Q.2 What are the functions of the Finance Commission?
Ans. It is the duty of the Commission to make recommendations to the President as to— the distribution between the Union and the States of the net proceeds of taxes which are to be, or may be, divided between them and the allocation between the States of the respective shares of such proceeds; the principles which should govern the grants-in-aid of the revenues of the States out of the Consolidated Fund of India; the measures needed to augment the Consolidated Fund of a State to supplement the resources of the Panchayats in the State on the basis of the recommendations made by the Finance Commission of the State; the measures needed to augment the Consolidated Fund of a State to supplement the resources of the Municipalities in the State on the basis of the recommendations made by the Finance Commission of the State; any other matter referred to the Commission by the President in the interests of sound finance. The Commission determines its procedure and have such powers in the performance of their functions as Parliament may by law confer on them.
Q.3. Who appoints the Finance Commission and what are the qualifications for Members?
Ans. The Finance Commission is appointed by the President under Article 280 of the Constitution. As per the provisions contained in the Finance Commission [Miscellaneous Provisions] Act, 1951 and The Finance Commission (Salaries & Allowances) Rules, 1951, the Chairman of the Commission is selected from among persons who have had experience in public affairs, and the four other members are selected from among persons who-- (a) are, or have been, or are qualified to be appointed as Judges of a High Court; or (b) have special knowledge of the finances and accounts of Government; or (c) have had wide experience in financial matters and in administration; or (d) have special knowledge of economics
Q.4. How are the recommendations of Finance Commission implemented?
Ans. The recommendations of the Finance Commission are implemented as under:- Those to be implemented by an order of the President: The recommendations relating to distribution of Union Taxes and Duties and Grants-in-aid fall in this category. Those to be implemented by executive orders: Other recommendations to be made by the Finance Commission, as per its Terms of Reference
Q.5. When was the first Commission Constituted and how many Commissions have been Constituted so far?

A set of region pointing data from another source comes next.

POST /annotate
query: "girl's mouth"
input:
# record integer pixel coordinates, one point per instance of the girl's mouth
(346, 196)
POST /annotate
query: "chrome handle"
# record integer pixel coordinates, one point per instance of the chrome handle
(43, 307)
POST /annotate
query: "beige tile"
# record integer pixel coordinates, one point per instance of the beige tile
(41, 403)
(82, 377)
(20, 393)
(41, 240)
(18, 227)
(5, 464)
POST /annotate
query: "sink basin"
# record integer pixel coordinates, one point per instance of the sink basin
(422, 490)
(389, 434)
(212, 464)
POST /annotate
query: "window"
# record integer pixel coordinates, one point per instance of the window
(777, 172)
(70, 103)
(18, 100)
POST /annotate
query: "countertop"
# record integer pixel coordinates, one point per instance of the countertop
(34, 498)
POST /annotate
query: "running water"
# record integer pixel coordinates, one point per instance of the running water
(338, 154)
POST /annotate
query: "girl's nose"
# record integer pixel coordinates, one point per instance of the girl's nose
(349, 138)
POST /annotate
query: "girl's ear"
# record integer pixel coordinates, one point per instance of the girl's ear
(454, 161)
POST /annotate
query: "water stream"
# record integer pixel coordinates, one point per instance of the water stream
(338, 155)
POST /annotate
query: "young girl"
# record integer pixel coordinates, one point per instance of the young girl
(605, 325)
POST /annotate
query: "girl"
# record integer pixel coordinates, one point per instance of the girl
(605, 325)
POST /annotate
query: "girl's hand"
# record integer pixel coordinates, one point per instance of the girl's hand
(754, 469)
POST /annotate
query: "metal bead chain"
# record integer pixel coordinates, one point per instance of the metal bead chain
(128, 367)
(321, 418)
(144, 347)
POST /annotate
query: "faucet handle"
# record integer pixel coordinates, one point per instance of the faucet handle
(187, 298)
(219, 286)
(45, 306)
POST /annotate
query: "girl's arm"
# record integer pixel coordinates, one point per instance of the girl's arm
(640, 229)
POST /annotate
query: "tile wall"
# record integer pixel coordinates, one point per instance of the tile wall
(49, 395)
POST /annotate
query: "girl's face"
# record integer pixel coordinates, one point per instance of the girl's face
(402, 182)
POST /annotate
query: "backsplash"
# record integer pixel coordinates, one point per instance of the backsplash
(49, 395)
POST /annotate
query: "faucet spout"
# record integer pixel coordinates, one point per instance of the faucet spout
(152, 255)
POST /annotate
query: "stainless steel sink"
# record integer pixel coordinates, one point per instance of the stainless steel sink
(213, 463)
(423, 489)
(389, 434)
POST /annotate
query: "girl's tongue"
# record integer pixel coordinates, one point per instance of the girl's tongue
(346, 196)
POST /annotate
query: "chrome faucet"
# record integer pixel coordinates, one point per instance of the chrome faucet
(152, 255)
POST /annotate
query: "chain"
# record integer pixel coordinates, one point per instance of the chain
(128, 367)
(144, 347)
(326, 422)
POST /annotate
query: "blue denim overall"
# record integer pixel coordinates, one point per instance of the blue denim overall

Ans. The First Finance Commission was constituted vide Presidential Order dated 22.11.1951 under the chairmanship of Shri K.C. Neogy on 6th April, 1952. Fifteenth Finance Commissions have been Constituted so far at intervals of every five years.
Q.6. Is the Finance Commission unique to India?
Ans. Most federal systems resolve the vertical and horizontal imbalances through mechanisms similar to the Finance Commission. For example Australia and Canada.
Q.7. What is the composition of the Fifteenth Finance Commission?
Ans. The Composition of the Fifteenth Finance Commission is as under: Chairman Shri N.K. Singh Former Member of Parliament and former Secretary to the Government of India Member Shri Shaktikanta Das Former Secretary to the Government of India Member Dr. Anoop Singh Adjunct Professor, Georgetown University Member (Part Time) Dr. Ashok Lahiri Chairman (Non-executive, part time) Bandhan Bank Member (Part Time) Dr. Ramesh Chand Member, NITI Aayog Secretary Shri Arvind Mehta
Q.8. What is the tenure of the Fifteenth Finance Commission?
Ans. The Finance Commission is required to give its report by 30th October, 2019. Its recommendations will cover the five year period commencing from 1st April, 2020.